Feeder Microgrid Management on an Active Distribution System during a Severe Outage

TL;DR

This paper presents a two-stage hierarchical energy management scheme for feeder microgrids during severe outages, optimizing resource deployment and handling high PV variability to enhance distribution system resiliency.

Contribution

It introduces a novel two-stage control scheme with PV forecast error adjustment and dynamic reserves for robust microgrid operation under limited observability.

Findings

Effective resource scheduling during outages

Robust handling of PV forecast errors

Improved load service during severe disruptions

Abstract

Forming a microgrid on a distribution system with large scale outage after a severe weather event is emerging as a viable solution to improve resiliency at the distribution level.
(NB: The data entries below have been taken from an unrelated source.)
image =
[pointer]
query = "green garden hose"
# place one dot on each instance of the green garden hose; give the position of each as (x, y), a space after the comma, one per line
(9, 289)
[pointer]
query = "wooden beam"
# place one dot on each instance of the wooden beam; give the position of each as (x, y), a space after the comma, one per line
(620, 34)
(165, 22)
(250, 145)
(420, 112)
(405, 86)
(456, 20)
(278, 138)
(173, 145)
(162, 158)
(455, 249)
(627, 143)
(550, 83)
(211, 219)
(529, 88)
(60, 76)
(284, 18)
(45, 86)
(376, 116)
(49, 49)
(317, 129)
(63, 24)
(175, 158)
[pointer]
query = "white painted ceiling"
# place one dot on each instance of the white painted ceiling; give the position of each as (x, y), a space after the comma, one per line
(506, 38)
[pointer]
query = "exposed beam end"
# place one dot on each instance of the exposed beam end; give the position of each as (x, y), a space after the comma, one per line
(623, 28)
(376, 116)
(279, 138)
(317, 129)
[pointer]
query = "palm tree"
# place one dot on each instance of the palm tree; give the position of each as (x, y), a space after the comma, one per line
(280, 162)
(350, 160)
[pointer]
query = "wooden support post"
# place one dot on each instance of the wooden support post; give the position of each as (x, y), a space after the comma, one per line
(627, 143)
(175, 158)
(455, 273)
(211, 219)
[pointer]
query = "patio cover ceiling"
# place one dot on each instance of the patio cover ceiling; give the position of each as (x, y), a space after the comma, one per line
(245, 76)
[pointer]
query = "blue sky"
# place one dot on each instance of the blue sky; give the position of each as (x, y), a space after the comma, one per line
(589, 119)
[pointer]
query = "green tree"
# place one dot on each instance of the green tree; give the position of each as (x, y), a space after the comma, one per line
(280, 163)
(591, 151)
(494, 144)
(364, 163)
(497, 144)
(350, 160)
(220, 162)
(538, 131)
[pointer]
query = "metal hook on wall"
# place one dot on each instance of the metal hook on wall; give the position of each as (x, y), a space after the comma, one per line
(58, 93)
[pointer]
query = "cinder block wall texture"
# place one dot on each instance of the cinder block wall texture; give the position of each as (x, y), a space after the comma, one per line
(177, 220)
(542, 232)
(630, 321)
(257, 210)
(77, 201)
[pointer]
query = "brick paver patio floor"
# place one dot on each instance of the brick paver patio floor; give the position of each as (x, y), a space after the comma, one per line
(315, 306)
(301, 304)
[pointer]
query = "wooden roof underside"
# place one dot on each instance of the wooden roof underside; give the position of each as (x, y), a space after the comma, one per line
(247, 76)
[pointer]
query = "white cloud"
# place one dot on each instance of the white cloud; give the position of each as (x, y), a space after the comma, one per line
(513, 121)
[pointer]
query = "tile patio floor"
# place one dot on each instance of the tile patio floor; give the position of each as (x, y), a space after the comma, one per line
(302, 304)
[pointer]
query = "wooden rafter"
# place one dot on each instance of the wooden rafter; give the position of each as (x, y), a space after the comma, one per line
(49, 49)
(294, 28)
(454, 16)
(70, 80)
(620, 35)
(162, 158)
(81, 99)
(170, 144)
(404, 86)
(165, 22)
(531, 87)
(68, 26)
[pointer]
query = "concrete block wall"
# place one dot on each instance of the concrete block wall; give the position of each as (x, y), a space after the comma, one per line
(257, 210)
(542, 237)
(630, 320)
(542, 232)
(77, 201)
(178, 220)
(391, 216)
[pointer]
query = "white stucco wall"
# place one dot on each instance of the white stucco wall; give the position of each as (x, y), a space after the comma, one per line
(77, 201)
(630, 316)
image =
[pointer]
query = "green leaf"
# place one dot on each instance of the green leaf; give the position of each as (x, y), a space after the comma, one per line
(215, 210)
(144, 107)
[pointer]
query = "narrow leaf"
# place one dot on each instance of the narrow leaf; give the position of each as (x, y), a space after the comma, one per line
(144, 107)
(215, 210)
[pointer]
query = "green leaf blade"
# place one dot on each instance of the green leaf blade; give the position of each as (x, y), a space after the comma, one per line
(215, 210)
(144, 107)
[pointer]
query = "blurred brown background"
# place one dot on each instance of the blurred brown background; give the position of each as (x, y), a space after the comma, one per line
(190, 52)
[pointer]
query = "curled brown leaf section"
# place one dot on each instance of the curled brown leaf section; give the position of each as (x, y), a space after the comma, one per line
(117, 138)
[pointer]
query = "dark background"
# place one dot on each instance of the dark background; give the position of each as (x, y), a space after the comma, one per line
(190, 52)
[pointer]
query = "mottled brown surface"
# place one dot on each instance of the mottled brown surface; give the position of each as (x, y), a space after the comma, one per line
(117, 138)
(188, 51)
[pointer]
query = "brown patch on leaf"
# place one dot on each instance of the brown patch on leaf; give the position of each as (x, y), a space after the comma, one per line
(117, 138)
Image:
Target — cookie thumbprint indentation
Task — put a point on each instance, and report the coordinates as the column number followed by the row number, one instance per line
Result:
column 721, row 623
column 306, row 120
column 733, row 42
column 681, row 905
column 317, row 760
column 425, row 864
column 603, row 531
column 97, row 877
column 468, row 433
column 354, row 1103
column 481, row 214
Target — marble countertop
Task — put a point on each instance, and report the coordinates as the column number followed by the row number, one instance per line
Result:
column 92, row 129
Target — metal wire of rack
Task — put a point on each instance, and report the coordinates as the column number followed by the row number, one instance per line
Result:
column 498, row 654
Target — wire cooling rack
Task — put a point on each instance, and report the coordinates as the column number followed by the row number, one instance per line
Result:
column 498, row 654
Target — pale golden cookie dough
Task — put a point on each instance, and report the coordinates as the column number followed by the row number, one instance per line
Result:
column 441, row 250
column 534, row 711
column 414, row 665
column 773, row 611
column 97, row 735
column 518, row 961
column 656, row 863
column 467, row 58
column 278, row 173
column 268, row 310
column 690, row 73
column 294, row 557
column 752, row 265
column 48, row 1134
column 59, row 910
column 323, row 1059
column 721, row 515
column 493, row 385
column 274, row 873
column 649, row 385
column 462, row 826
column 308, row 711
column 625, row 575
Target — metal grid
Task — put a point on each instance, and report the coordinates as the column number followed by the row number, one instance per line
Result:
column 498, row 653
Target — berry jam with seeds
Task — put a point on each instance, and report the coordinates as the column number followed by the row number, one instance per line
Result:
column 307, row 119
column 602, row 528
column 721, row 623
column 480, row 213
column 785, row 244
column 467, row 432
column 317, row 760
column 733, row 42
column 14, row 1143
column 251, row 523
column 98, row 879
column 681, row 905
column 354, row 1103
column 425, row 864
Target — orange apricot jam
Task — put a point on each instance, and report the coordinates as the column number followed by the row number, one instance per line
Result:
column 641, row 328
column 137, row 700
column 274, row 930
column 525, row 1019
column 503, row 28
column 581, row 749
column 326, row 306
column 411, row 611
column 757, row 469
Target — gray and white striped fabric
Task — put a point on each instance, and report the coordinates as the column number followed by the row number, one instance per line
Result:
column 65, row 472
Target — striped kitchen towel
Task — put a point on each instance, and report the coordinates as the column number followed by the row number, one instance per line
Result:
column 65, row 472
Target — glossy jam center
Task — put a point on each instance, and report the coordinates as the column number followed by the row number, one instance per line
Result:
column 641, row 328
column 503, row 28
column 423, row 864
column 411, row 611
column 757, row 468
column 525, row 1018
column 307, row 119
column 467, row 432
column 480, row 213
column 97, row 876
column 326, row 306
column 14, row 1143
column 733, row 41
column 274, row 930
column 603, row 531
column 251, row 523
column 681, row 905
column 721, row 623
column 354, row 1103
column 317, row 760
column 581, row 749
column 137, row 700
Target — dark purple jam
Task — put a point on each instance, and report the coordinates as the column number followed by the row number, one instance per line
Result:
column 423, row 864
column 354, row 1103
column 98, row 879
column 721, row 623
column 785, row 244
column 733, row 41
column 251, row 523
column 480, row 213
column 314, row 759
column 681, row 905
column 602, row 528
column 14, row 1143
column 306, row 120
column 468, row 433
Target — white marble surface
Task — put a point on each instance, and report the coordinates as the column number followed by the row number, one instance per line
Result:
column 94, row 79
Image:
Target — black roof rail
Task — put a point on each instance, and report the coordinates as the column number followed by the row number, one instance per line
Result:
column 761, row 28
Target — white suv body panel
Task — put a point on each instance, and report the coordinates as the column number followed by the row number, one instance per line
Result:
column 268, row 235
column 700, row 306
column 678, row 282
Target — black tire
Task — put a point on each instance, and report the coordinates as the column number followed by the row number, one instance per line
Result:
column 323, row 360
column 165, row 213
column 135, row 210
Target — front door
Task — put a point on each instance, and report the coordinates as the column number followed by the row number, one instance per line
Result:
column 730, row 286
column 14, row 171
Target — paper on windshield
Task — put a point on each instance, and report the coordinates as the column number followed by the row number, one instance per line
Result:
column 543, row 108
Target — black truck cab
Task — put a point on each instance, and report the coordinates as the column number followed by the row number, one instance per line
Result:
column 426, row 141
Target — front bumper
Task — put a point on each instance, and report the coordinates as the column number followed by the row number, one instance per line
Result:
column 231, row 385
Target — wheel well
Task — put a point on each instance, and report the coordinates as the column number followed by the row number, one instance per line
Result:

This option becomes more attractive when the distribution system has high levels of distributed PV. The management of such feeder-level microgrid has however many challenges, such as limited resources that can be deployed on the feeder quickly, and the limited real-time monitoring and control on the distribution system. Effective use of the distributed PV is also challenging as they are not monitored and controlled. To handle these challenges, the paper proposes a 2-stage hierarchical energy management scheme to securely operate these feeder level micorgrids. The first stage of the scheme solves a sequential rolling optimization problem to optimally schedule the main resources (such as a mobile diesel generator and battery storage unit). The second stage adopts a dispatching scheme for the main resources to adjust the stage-1 set-points closer to real- time. The proposed scheme has unique features to assure that the scheme is robust under highly varying operating conditions with limited system observability: (i) an innovative PV forecast error adjustment and a dynamic reserve adjustment scheme to handle the extreme uncertainty on PV power output, and (ii) an intelligent fuel management scheme to assure that the resources are utilized optimally over the multiple days of the restoration period. The proposed algorithm is tested on sample system with real-time data. The results show that the proposed scheme performs well in maximizing service to loads by effective use of all the resources and by properly taking into account the challenging operating conditions.